Saturnino tem diabete e bico-de-papagaio e está cego de um olho. A diabete está controlada, graças às orientações dos estudantes. Sua coluna dói muito, mas, como não consegue andar, ele não tem como ir ao centro, para passar num especialista.

Numa de suas crises, Saturnino tomou dipirona. Imediatamente seu rosto inchou, enquanto o corpo todo coçava. Um vizinho o levou de carro ao pronto-socorro. Deram-lhe três injeções.
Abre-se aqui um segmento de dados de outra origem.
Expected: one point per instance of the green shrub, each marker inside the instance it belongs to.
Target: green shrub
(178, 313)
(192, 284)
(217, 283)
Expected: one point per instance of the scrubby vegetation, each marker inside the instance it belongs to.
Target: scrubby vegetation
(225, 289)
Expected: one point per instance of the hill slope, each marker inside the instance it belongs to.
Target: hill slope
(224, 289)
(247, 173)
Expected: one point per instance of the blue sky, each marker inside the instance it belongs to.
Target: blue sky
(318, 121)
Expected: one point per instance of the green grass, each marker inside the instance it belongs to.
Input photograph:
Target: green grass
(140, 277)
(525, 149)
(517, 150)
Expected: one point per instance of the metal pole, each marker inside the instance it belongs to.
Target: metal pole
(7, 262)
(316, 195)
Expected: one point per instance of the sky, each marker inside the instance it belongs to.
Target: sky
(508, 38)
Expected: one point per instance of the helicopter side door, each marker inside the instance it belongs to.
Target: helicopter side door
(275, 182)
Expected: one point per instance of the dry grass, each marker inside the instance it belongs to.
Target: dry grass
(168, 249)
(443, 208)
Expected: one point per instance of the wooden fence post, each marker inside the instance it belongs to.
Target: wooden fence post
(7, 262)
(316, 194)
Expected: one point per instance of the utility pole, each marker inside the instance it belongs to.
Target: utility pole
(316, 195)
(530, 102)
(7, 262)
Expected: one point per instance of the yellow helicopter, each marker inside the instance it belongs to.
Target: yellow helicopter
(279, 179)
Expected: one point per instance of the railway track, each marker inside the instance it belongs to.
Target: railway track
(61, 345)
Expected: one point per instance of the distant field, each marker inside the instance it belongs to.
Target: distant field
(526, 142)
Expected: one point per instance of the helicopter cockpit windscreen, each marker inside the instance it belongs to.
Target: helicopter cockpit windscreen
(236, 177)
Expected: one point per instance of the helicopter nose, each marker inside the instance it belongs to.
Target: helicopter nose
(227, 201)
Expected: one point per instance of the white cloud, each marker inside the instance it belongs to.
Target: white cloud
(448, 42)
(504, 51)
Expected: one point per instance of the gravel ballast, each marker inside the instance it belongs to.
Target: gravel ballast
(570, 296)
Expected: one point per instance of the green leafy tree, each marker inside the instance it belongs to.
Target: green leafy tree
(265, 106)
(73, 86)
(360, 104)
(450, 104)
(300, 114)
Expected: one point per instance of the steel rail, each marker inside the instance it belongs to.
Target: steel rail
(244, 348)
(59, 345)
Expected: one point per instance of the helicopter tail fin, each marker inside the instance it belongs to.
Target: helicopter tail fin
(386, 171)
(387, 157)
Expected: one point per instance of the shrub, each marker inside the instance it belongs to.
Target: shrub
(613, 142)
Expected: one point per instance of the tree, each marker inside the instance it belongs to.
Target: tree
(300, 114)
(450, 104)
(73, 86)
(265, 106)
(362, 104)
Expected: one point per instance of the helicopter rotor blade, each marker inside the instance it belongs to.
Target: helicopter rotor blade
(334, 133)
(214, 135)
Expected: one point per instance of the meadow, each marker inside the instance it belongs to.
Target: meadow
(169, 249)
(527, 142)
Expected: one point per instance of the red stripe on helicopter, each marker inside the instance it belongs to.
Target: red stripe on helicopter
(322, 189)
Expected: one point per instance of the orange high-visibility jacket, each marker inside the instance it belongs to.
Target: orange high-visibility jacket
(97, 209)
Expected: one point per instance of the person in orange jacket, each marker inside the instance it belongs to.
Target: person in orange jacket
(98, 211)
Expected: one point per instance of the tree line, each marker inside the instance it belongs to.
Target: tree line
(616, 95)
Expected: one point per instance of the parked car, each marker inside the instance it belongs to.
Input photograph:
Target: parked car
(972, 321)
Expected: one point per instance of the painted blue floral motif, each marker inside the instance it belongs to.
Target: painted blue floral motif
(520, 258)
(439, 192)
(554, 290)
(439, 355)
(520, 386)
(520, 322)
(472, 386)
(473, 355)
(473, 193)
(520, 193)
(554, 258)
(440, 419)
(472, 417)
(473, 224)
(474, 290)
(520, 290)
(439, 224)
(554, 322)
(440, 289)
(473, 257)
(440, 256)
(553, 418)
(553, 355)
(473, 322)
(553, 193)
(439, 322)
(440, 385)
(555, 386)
O inchaço passou, mas a coceira voltou depois, mesmo sem dipirona. “Tem de ir ao médico para descobrir de que é a alergia”, recomenda a estudante Gabriela Celebrone, que aproveita a visita da reportagem para fazer o seu trabalho.

Maria zela pela rotina de remédios do marido e do filho, mas se esquece dos seus. Com uma tosse, que a faz “pensar que vai morrer”, Maria recebeu receita de um xarope. “Um dia tomo quatro vezes, outro uma, tem dia que não tomo nenhuma”, conta Maria, que tem sentido dores de cabeça. A bula do xarope diz que ele só pode ser tomado até cinco dias seguidos. E um de seus efeitos adversos é dor de cabeça. Mas Maria não se lembra de quando começou a tomá-lo.